One big cloud on the horizon for 2005 is the legal action between Nokia and Sagem, where Nokia are claiming that certain Sagem handsets are a little bit too "Nokia looking", especially the myX5-2. Despite this, however, we think that Sagem are going to be the manufacturer with the most to gain during 2005.

Prediction: The one to watch in 2005.


In most markets, NEC isn't really a mainstream player, but it has carved out a good slice of the 3G market, and was one of the first manufacturers with 3G handsets available.  NEC is a big player in i-mode handsets that offer enhanced 2G and 3G content, and i-mode looks to become more popular outside of Japan in 2005.

Prediction: Concentrating on future markets will pay dividends.

 Sharp Sharp

Sharp's unusual approach to marketing sets it apart. Most handsets are sold under exclusive deals with Vodafone, SmarTone or T-Mobile and are at the high end of the market. Devices such as the Sharp 902 are class leading handsets. Despite limiting their potential market reach, the high quality of the handsets means that they are always attractive, premium products that sell well.

Don't expect many product releases from Sharp in 2005, but we do expect to see the rumoured Sharp GX40 on Vodafone, and perhaps a 3G handset on T-Mobile.

Prediction: Niche player will continue to succeed with high-quality products.

 Sendo Sendo

Sendo's product line consists of medium to low end handsets such as the P600 and SV663 and has proved to be a flexible manufacturer in terms of product customisation for networks. Right at the other end of the scale is the Sendo X smartphone which shows just what Sendo can achieve from a technical perspective.

However, the Sendo X was very late to market and we're not sure what Sendo currently have in the pipeline. Indeed, most Sendo handsets take a long time to actually hit the streets and we think this is Sendo's biggest problem.

Prediction: 2005 won't be the year Sendo makes it big, although perhaps 2006 will be.


LG has been a solid performer for the Hutchison 3 network with the U8110 and later U8120 handsets. Lined up for 2005 are the U8130, U8138 and U8150 phones for 3 and Orange, and these will probably sell just as well as their predecessors.

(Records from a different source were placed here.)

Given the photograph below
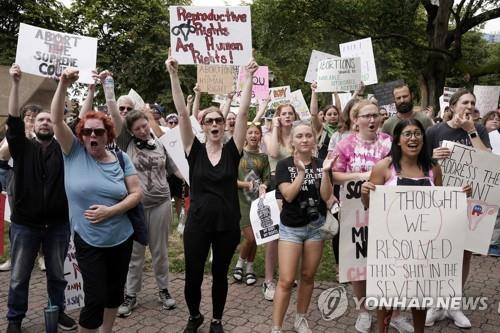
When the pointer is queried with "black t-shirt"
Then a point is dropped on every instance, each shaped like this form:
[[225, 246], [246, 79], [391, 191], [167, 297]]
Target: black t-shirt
[[292, 215], [440, 132], [214, 189]]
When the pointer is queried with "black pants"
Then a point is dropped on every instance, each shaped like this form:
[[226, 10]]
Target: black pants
[[196, 247]]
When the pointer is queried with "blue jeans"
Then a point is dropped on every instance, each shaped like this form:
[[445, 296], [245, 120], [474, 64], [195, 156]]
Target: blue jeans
[[24, 246]]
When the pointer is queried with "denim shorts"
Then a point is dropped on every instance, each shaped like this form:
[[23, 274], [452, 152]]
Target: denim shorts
[[310, 232]]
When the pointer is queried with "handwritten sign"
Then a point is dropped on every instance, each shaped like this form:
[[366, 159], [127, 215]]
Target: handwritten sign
[[486, 98], [265, 218], [363, 49], [481, 170], [312, 69], [343, 74], [211, 35], [353, 239], [47, 53], [300, 105], [415, 249], [215, 79], [73, 294]]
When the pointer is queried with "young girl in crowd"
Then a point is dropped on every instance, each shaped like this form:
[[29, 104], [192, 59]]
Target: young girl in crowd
[[213, 219], [305, 184], [253, 179]]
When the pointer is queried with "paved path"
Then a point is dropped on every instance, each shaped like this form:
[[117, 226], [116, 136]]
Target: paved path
[[247, 311]]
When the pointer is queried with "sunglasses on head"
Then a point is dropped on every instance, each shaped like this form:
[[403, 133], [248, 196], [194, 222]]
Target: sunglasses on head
[[97, 131], [218, 121]]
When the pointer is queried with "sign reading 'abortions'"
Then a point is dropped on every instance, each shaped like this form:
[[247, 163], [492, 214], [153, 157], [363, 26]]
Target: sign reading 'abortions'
[[416, 244], [211, 35], [47, 53]]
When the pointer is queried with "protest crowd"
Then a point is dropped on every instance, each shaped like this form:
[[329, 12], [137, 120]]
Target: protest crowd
[[108, 180]]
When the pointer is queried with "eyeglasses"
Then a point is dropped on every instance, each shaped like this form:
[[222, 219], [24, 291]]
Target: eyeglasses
[[209, 121], [97, 131], [408, 134], [368, 116]]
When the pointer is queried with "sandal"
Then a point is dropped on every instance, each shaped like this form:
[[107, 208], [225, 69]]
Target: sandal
[[250, 279], [238, 274]]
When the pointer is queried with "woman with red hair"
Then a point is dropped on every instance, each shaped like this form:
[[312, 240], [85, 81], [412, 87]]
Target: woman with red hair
[[99, 195]]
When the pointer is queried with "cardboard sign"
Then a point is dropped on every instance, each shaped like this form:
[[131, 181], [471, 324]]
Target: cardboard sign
[[300, 105], [312, 69], [353, 239], [481, 170], [342, 74], [363, 49], [47, 53], [215, 79], [265, 218], [486, 98], [73, 294], [416, 244], [211, 35]]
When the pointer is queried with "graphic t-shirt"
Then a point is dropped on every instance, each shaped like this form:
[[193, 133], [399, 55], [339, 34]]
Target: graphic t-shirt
[[291, 214]]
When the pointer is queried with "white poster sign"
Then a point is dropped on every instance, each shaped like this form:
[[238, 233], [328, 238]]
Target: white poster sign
[[265, 218], [211, 35], [342, 74], [312, 69], [47, 53], [416, 246], [481, 170], [363, 49]]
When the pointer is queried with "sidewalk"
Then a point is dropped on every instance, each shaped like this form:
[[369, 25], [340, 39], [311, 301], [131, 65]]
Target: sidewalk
[[247, 311]]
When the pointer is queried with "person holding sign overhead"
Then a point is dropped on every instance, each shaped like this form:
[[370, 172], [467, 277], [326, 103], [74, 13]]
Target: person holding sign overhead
[[213, 219]]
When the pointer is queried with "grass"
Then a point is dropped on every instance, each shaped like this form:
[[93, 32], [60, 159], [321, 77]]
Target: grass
[[326, 270]]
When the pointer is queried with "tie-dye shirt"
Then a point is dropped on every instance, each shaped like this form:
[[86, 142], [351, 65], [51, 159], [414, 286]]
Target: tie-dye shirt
[[358, 155]]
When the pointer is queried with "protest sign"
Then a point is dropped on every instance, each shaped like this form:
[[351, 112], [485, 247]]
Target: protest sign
[[353, 239], [211, 35], [312, 69], [363, 49], [300, 105], [47, 53], [265, 218], [416, 245], [279, 95], [138, 101], [215, 79], [73, 294], [342, 74], [486, 98], [480, 169]]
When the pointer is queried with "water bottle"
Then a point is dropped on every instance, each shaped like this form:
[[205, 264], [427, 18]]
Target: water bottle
[[109, 88]]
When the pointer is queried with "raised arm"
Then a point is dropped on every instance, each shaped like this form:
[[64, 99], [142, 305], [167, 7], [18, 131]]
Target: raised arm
[[187, 135], [240, 126], [62, 131]]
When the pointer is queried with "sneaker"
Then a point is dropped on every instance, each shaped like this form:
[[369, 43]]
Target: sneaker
[[459, 319], [268, 290], [193, 324], [127, 306], [41, 264], [5, 267], [364, 322], [401, 324], [433, 315], [301, 325], [165, 299], [66, 323], [216, 327], [14, 327]]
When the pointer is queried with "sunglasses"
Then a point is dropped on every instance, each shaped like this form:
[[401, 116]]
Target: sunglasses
[[97, 131], [209, 121]]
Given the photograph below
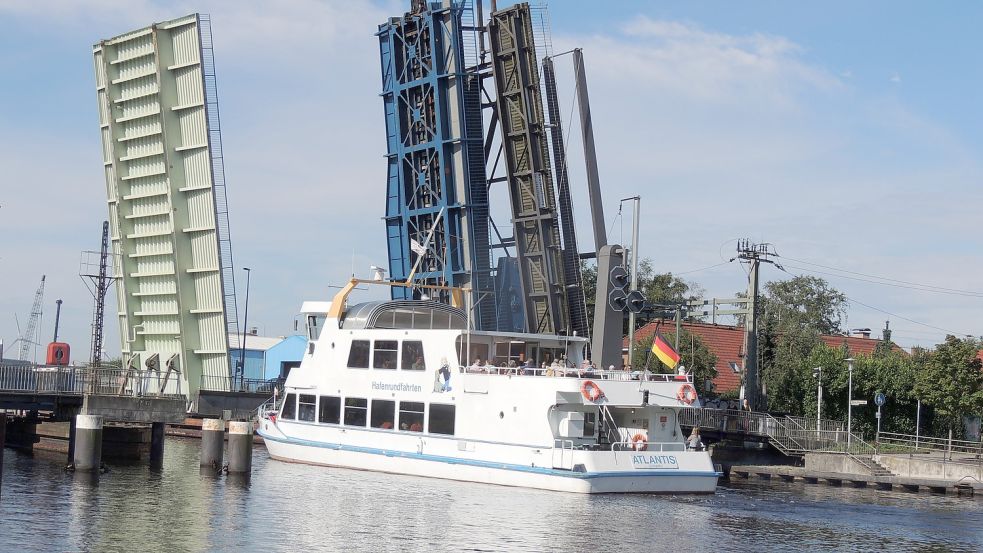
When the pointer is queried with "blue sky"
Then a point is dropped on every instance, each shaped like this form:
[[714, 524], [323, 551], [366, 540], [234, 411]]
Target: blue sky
[[847, 134]]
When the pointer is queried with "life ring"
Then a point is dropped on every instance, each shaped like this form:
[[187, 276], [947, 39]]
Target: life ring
[[686, 394], [591, 391]]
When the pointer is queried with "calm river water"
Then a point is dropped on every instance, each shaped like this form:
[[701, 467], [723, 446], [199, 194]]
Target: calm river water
[[297, 508]]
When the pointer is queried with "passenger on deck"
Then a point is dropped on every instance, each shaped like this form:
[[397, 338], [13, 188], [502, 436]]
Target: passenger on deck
[[693, 442]]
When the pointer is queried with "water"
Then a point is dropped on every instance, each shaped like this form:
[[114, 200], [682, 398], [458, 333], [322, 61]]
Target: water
[[298, 508]]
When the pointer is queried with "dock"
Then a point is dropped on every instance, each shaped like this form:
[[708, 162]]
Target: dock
[[837, 479]]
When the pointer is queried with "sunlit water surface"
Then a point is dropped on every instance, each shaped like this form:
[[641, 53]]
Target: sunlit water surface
[[299, 508]]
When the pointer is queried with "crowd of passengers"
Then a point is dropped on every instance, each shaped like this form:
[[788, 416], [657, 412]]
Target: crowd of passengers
[[523, 366]]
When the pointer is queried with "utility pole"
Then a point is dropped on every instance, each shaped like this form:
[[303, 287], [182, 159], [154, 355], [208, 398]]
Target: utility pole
[[94, 271], [634, 275], [754, 254]]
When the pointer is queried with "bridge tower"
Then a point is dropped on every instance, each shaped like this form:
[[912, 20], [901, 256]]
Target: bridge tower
[[437, 197]]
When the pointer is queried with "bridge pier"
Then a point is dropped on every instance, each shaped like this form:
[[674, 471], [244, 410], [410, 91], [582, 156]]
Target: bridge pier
[[157, 444], [71, 439], [212, 442], [88, 442], [3, 437], [240, 447]]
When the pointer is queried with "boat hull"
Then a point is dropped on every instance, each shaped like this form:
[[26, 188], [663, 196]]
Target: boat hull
[[601, 477]]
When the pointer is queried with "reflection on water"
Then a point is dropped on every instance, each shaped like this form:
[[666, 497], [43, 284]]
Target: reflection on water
[[301, 508]]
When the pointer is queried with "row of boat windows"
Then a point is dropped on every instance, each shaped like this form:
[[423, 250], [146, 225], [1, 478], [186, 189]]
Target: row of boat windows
[[378, 413], [385, 354]]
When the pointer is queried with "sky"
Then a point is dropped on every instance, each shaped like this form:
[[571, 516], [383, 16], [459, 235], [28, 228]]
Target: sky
[[846, 134]]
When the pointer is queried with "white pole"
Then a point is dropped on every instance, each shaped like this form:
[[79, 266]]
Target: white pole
[[849, 406], [918, 422], [819, 401]]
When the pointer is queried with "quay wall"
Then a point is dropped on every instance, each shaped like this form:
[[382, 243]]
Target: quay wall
[[913, 466], [833, 462]]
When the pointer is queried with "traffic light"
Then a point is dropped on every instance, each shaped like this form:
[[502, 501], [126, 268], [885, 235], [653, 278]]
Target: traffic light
[[635, 301]]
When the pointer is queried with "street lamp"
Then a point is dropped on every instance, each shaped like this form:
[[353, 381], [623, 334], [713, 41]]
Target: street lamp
[[245, 321], [817, 373], [849, 406]]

Outside of the 3G, LG has a number of low-key deals with operations to provide a range of handsets, including the interesting L5100 for T-Mobile, ensuring that a range of LG handsets will continue to hit the market.

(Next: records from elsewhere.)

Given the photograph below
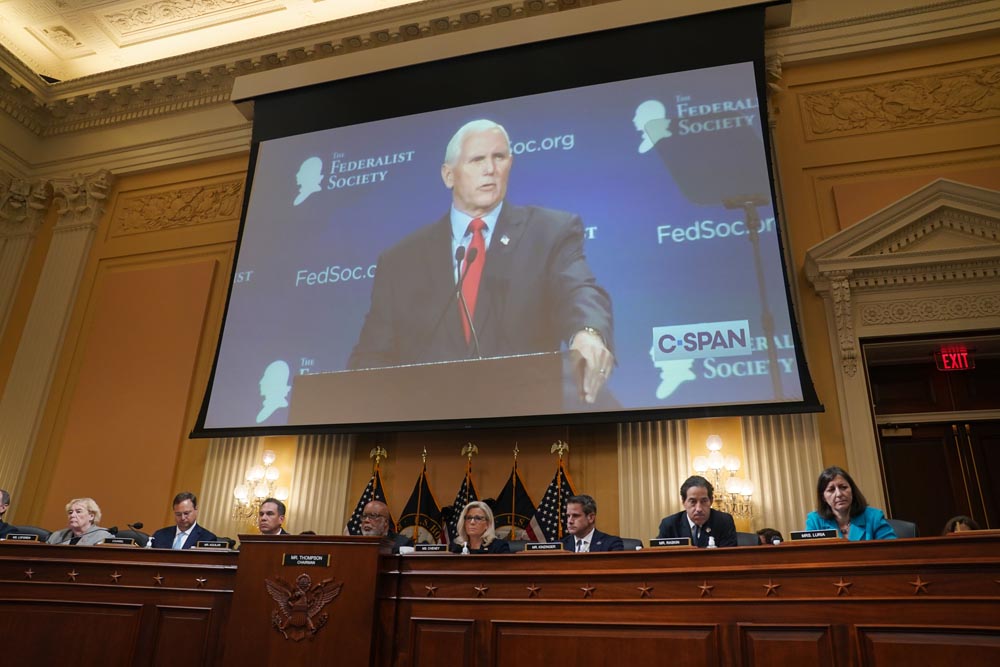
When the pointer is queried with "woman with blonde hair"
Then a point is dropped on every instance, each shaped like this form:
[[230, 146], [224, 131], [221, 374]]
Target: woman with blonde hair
[[476, 531], [83, 515]]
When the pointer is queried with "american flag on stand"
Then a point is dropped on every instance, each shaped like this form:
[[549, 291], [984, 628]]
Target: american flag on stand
[[466, 494], [549, 521], [421, 518], [372, 492], [514, 510]]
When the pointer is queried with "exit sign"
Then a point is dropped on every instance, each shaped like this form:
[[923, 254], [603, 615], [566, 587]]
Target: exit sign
[[954, 358]]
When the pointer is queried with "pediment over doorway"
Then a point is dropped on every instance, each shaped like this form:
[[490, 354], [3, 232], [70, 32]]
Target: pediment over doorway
[[943, 225]]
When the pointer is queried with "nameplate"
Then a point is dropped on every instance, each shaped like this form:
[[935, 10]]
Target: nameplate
[[212, 544], [22, 537], [658, 542], [307, 560], [826, 534]]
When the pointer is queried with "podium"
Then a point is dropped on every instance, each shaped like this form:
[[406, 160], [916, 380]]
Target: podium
[[304, 600], [527, 384]]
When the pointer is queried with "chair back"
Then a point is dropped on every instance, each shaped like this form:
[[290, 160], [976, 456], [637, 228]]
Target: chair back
[[903, 528]]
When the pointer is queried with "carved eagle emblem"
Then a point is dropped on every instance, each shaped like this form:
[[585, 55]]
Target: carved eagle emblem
[[298, 613]]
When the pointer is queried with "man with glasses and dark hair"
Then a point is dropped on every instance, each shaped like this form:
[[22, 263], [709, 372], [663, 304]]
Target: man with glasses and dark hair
[[271, 517], [186, 533], [698, 520], [582, 534], [375, 522]]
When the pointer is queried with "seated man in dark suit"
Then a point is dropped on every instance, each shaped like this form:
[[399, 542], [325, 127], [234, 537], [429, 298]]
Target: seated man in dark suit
[[187, 533], [698, 520], [583, 536], [271, 517], [5, 528], [375, 523]]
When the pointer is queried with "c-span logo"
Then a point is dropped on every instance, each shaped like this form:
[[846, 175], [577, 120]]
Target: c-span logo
[[707, 339]]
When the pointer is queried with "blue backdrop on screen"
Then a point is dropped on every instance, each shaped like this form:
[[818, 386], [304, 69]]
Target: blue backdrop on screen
[[324, 205]]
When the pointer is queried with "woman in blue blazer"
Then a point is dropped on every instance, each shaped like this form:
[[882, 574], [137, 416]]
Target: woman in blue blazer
[[841, 505]]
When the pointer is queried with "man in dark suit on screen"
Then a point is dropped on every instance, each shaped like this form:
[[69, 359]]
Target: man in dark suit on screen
[[581, 527], [698, 520], [524, 277], [186, 533], [5, 528]]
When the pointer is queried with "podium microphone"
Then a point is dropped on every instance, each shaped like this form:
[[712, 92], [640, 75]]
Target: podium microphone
[[470, 257]]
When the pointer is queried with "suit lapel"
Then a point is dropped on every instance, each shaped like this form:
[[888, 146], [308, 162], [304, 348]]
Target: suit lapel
[[440, 275], [498, 269]]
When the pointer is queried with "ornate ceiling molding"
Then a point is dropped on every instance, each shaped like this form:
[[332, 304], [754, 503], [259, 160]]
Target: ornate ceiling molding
[[947, 97], [917, 23], [82, 105]]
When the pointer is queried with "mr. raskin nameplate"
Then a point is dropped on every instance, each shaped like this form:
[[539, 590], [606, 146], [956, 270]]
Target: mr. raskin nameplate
[[21, 537], [825, 534], [309, 560], [212, 544], [658, 542]]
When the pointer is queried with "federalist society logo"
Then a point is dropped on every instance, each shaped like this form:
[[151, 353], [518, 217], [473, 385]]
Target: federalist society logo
[[343, 172]]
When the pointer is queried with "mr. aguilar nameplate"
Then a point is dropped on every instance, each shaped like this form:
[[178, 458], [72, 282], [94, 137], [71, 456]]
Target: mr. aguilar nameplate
[[21, 537], [213, 544], [657, 542], [825, 534], [309, 560]]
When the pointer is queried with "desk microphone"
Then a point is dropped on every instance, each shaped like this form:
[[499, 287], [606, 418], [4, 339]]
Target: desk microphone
[[470, 257], [113, 530]]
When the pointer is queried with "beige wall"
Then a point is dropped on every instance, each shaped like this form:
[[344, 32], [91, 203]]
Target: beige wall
[[857, 134], [138, 349]]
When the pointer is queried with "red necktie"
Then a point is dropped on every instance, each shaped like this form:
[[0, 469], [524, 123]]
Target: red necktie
[[470, 286]]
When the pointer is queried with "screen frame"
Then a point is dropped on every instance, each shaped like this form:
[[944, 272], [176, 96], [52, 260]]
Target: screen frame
[[636, 51]]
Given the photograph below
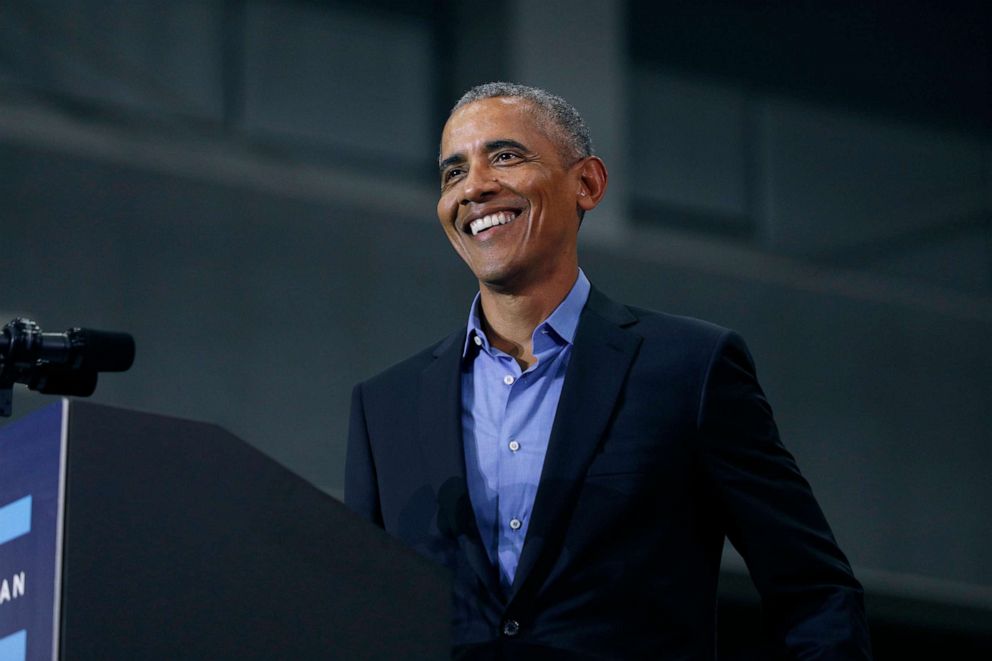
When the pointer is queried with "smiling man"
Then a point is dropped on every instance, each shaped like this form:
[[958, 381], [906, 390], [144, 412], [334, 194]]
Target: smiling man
[[577, 463]]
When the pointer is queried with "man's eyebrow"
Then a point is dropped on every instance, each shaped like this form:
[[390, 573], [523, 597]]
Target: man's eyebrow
[[496, 145], [490, 147]]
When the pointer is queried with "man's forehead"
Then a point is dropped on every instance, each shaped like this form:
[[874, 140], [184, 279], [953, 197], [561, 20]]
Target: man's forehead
[[487, 120]]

Prediction: LG will continue to make slow but steady progress throughout 2005 with a solid product range.

Other Winners..

Expect to see more of Haier during 2005. Also, HP is keep to get a share of the Smartphone market for it's iPAQ range. Mitac are also hungry for a bigger slice of the worldwide market. If PalmOne can iron out the bugs in the Treo 650 then it might be onto a winner.

..and Losers.

Alcatel and Philips seem to be increasingly marginalised in worldwide markets, and it's possible that Philips may quit. There willl most likely be some thinning out of smaller manufacturers too as profit margins become eroded. Mitsubishi are going nowhere as a brand outside of the Far East either, and may well pull out of other markets.